CASIA OpenIR  > 毕业生  > 硕士学位论文
基于内在动机的深度强化学习探索策略研究
陈忠鹏
2024-05-14
Pages82
Subtype硕士
Abstract

设计探索策略是深度强化学习领域中的一个研究热点和难点,尤其是在稀疏奖励环境中。目前,深度强化学习算法通常使用经典的探索策略,如Epsilon-greedy,来引导智能体进行探索。然而,这些经典探索策略难以解决智能体在稀疏奖励环境中遇到的硬探索问题。基于内在动机的探索策略是目前解决稀疏奖励环境中硬探索问题的有效方法,内在动机指的是高等生物在学习过程中往往会在没有外部刺激的情况下自发地探索陌生、未知的环境以提升自身在环境中的适应能力。受此启发,基于内在动机的探索策略通过某些指标将智能体的内在动机形式化为内在奖励信号,以驱动智能体进行探索。所设计的内在奖励的质量好坏会直接影响到智能体的表现,质量差的内在奖励不仅无法为智能体提供有效的探索方向,反而会成为阻碍智能体探索的噪声信号,因此,基于内在动机的探索策略的核心在于如何设计合理的内在奖励。本文针对基于内在动机的探索策略中存在的内在奖励设计问题展开研究,提出了以下三种内在奖励设计方法:

1. 提出了一种基于随机特征计数的内在奖励设计方法(CRF,Count by Random Feature)。该方法先通过随机网络获取原始高维状态的低维随机特征向量,然后将其离散化为二值编码,最后基于此二值编码来统计状态的访问次数,成功地解决了在高维状态环境中无法直接统计状态访问次数的问题,同时,基于随机特征计数的内在奖励设计方法实现简单,无需训练额外的深度神经网络。

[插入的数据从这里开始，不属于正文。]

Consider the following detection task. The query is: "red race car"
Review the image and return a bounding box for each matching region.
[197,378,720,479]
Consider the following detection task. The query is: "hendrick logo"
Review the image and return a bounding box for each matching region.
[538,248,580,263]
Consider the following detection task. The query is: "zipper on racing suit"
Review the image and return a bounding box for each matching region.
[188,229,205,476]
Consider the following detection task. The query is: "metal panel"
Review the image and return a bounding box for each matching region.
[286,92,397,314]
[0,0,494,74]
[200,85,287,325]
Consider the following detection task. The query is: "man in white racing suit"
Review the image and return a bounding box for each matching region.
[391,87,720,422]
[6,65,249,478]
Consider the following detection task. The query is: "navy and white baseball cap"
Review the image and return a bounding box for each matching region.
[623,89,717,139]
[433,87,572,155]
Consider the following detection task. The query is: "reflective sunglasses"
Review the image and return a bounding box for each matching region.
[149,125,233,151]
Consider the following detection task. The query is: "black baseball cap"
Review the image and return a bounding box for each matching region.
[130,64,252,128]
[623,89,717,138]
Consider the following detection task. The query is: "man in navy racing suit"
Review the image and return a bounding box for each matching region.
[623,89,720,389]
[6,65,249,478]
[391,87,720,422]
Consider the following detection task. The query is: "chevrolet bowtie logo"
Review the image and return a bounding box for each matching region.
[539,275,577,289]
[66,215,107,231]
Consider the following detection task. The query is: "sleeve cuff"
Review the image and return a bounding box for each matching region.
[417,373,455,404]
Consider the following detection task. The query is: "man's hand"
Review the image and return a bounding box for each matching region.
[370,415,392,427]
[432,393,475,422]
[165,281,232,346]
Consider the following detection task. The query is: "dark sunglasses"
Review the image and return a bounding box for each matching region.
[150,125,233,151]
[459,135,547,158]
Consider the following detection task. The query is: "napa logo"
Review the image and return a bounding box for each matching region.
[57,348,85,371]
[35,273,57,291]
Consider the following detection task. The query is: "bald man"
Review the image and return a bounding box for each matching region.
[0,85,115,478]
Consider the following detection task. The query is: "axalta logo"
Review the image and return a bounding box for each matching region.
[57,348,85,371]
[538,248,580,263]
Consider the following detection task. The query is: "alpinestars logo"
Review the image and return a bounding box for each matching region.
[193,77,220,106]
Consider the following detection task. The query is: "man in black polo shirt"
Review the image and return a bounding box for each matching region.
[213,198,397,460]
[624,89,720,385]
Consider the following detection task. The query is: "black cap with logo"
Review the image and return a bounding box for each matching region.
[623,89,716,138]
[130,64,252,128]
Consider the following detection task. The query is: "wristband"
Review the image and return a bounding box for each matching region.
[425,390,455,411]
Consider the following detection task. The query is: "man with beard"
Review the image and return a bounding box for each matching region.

2. 提出了一种基于条件生成对抗网络的内在奖励设计方法(CGAN-ICM,Conditional Generative Adversarial Network-Inverse Curiosity Module)。该方法利用条件生成对抗网络来建模强化学习环境中的状态转移动力学规律,然后利用生成器输出的多个不同下一状态预测值的平均预测误差作为驱动智能体进行探索的内在奖励信号。CGAN-ICM能够只通过一个生成器和一个判别器实现多个前向模型的预测输出任务,从而解决了在Disagreement$^{\citep{pathak2019self}}$中训练多个前向模型需要消耗大量计算资源和时间的问题。此外,CGAN-ICM可以看作是ICM$^{\citep{pathak2017curiosity}}$的集成学习版本,其通过多个预测输出的平均预测误差来衡量状态新颖度的做法能够获得比ICM更具备统计意义的结果。

3. 提出了一种基于全局视角和局部视角的内在奖励设计方法(CEMP,Continuous Exploration via Multiple Perspectives)。在基于内在动机的探索策略这一研究领域中的大部分工作主要通过全局视角或局部视角等单一视角来衡量状态的新颖度从而推导出每个状态对应的内在奖励,然而,从全局视角衡量状态的新颖度存在一个显著缺点,即状态的新颖度和对应的内在奖励会逐渐衰减,这种衰减的内在奖励无法持续驱动智能体在环境中进行探索。相反,从局部视角衡量状态的新颖度只会盲目地鼓励智能体频繁访问未知的状态,这不利于智能体在学习过程中策略的收敛。CEMP算法通过综合利用全局视角和局部视角下的内在奖励来驱动智能体进行探索,它通过使用局部视角计算的内在奖励来弥补从全局视角计算的内在奖励会逐渐衰减的不足。同时,从局部视角计算的内在奖励能够引导智能体发现更多环境中的新颖轨迹,从而提高智能体学习到最优策略的可能性。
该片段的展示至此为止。